Le second trait de cette institution est d’être un lieu de passage, cette « zonzon » où s’entasse une population jeune, appartenant au même groupe social, vivant dans les mêmes quartiers et se livrant à la même activité (le trafic de stupéfiants). On y est incarcéré dans le cadre d’une procédure en cours ou après une interpellation et une comparution immédiate devant le juge et une condamnation courte (quelques mois). Cette prison, comme le montre Corinne Rostaing, est un lieu d’intranquillité permanente – impossible, après les espoirs de la loi Veil de 1995, d’y engager le moindre soin ou traitement dans des unités sanitaires de plus en plus soumises à l’ordre carcéral ; improbable d’y suivre une formation scolaire pour une majorité de détenus analphabètes tant le quotidien judiciaire est contraignant. Certains détenus sont « libérés » du jour au lendemain, sans le moindre accompagnement (la récente réforme du SPIP, le Service pénitentiaire d’insertion et de probation, ne favorisant en rien cette réinsertion), la plupart sont « en attente »… et, si la justice lâche l’affaire, au ministère de l’Intérieur et à la police de l’air et des frontières de venir cueillir le sortant pour le mettre dans un avion.
Le tableau que dresse Corinne Rostaing est édifiant, encore et toujours, pourrait-on dire, car le plus frappant dans son ouvrage, résultat d’années d’enquête, c’est que rien n’y fait : les maisons d’arrêt changent, on en construit de nouvelles, on y fait des cellules individuelles, mais, comme l’avait déjà montré Didier Fassin dans L’ombre du monde (Seuil, 2015) à partir d’une ethnographie menée dans un établissement unique de la région parisienne, comme avant lui Claude Faugeron (1934-2010) l’avait souligné, la prison est une extraordinaire et très efficace machine à exclure, pour paraphraser Foucault et le CERFI (Centre d’études, de recherches et de formation institutionnelles, créé par Guattari dès 1966).
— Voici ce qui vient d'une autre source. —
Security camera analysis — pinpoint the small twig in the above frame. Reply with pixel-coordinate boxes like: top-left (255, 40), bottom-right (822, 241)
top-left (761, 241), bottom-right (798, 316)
Surtout, ce que montre remarquablement Corinne Rostaing avec les mots du savoir, c’est la fonction de dégradation de la maison d’arrêt. Si on avait déjà, notamment avec Jacques Lesage de La Haye (La guillotine du sexe, 1974), dénoncé la violence faite au sujet incarcéré, ce livre, notamment dans son troisième chapitre, analyse très finement le processus de dégradation dont sont l’objet les prisonniers, leurs familles mais aussi les surveillants (les « matons »). Dans les travaux sur le carcéral, on n’aime pas mélanger les détenus et les agents pénitentiaires ; Corinne Rostaing s’y risque avec succès. Elle montre comment les conditions de travail mais aussi le stigmate pèsent, à des degrés évidemment différents, sur les uns comme sur les autres.
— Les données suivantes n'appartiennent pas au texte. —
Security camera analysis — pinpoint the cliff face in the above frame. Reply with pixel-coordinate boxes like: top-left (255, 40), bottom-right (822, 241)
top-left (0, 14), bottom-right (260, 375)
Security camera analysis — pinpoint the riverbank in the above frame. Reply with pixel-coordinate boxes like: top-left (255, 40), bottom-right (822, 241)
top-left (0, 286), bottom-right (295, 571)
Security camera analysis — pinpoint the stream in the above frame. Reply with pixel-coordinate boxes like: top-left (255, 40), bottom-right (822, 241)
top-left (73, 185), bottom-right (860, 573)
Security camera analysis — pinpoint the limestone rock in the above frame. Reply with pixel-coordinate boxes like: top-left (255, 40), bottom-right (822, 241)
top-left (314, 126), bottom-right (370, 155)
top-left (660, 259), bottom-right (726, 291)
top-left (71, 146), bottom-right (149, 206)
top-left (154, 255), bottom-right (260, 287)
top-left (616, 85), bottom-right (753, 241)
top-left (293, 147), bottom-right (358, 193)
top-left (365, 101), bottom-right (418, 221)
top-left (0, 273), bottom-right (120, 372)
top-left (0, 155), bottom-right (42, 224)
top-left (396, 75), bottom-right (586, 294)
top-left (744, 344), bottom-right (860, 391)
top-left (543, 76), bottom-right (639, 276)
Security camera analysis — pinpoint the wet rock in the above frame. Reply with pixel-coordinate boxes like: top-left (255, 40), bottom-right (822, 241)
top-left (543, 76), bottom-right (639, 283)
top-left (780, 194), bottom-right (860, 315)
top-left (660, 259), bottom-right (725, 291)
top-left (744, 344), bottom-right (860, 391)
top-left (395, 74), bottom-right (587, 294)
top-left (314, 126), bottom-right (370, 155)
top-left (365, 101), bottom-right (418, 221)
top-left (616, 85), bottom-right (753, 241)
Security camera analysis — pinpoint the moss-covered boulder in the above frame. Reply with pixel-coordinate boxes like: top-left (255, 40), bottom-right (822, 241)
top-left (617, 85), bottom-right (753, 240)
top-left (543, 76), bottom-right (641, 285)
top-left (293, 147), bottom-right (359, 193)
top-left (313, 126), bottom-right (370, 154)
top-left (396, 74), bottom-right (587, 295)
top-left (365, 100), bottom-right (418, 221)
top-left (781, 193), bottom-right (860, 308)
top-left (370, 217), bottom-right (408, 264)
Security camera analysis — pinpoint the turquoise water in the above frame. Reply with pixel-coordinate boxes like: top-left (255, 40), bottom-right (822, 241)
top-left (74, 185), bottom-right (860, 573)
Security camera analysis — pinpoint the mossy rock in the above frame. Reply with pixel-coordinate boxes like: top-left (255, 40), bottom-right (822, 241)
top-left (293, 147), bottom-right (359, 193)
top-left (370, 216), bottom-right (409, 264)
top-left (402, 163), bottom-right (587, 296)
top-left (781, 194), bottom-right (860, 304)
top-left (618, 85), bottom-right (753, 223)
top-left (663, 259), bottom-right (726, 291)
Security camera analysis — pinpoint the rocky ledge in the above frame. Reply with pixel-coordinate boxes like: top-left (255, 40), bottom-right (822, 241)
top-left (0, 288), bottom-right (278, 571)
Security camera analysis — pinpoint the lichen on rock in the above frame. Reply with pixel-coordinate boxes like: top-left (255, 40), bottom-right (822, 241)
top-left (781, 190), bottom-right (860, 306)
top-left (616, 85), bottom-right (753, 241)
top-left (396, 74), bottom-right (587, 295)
Dégradante est la prison, car elle est un lieu de « concentration des souillures » et une institution elle-même souillée par de nombreux scandales (rappelons-nous le témoignage en 2000 du docteur Véronique Vasseur qui fut à l’origine d’une commission d’enquête parlementaire). L’Observateur national des lieux de privation de liberté (ONLPL) ne cesse depuis sa création, comme la Conseil de l’Europe, de dénoncer l’état des prisons françaises. Autrement dit, la maison d’arrêt est, comme le montre Corinne Rostaing, une pure aporie, puisque les surveillants ont le même souhait que les détenus, la quitter (le turn over est considérable), mais que l’on y revient inévitablement, invariablement, et de plus en plus fréquemment. Alors qu’elle fut inventée pour être un lieu démocratique et s’opposer à l’arbitraire du souverain, la prison est devenue le lieu même de la violence d’État – une violence à bas bruit, ce qui fait que souvent nous l’oublions.